The sun was burning hot and felt beautiful on my skin. We dried off and got changed and once everyone was back we got into the car and went off for lunch.
Our lunch stop was a surprise, we were driving down this narrow track, full of pot holes with construction work going on in the fields. Due to this we were stunned to see that the road opened up to the most beautiful beach, lined with coconut trees. Maninoa Beach is a really sheltered lagoon with shallow waters, no currents and really safe swimming.


Along the beach were Fales that you can rent out for the day and use for a shelter, you can also spend the night anthem, but i dont much fancy that as they are completely open, and I don't think I'd feel particularly safe sleeping in them. Sumi is staying on one at the resort she's in, and she does have a mattress, and a mosquito net, and sides that drop down if she wants it. It also has a metal roof. Which given the amount of rain we've had since I've been here, hasn't led to a good night's sleep for her at all. But for me, its the safety aspect i like a lock on my door thankyou very much.
We ordered out lunch from a good menu selection, mostly westernised food with a few samoan dishes, oka the raw fish in coconut. And some chineasre dishes. I had fish and chips which was nice but i couldnt finish. So i ended up leaving half of it. Lua asked if she could finis h the left overs, i haf no problem with it at all, and given that the minimum eage os so low, the 30 tala it cost for the fish ad chips was a weeks wages for her.. If Si was here he would have finished up my food anyway, and it made me smile that she asked. As I say I'd rather her eat it than have it go to waste. As we were finishing up our lunch, the former Miss Samoa arrived at the beach with members of the tourism association. They were going around the resorts on the island taking photos for promotional material. She was stunning ,and Lua was in absolute awe of her, she felt her to be someone to aspire to.
I went for a swim with a cute dog nd it was amazing, no current, just gentle waves lapping at the shore, waist deep and the most perfect turquoise water. I dont even know who i am now with all these water activities! I can see the bottom so it's ok I guess, and there's the fact I just don't care anymore, which I think is more the reason behind me doing it.

Our lunch consumed, we headed back to our respective accommodations, the schools had finished up and the kids were all walking home, the little village shops were doing a roaring trade in ice lollies, and almost every kid had one.

The next resort along from where we had lunch is where the king stayed when he came here, while Camilla was staying in the resort I'm in. At the top of the road from the beach there is a brand new meeting house that was built specifically for king charles visit.


Also because it was a commonwealth visit, each village adopted a country from the commonwealth and erected flags EVERYWHERE! The Samoan flags are still up in the villages that hosted the king, they're a bit bedraggled now but they're still up.

During that time, you couldn't get a samaoan flag in the country for love nor money.
We went home through pretty villages, all the houses having immaculate front gardens which are down to the women.
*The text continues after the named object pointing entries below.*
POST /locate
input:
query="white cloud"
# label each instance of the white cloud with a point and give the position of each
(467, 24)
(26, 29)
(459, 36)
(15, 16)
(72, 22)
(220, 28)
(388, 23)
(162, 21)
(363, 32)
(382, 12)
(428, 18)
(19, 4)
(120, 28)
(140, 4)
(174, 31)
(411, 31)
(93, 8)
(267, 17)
Lua repeated the fact that the gardens are all checked by the chiefs. And a fine or feed the village as the punishment.
Before I came I was told that Apia was really dirty, but I'm not sure that the person who told me this went further than the capital itself. Because the country is immaculate and well looked after, what I have seen of it so far. Which admittedly isn't much as yet.
We got back to Apia and dropped the others off. Numbers were exchanged so we could swap photos of the day, once we got back to our accommodation. I was a bit tired when I got back, but wandered through the hotel for a dip in the pool to cool down before heading back to the room, dropping off my wet towel and swapping it for a dry one on the way through ready for tomorrow's tour to Savai’i.
The sunset was very nice and I was able to sit on the decking and admire it.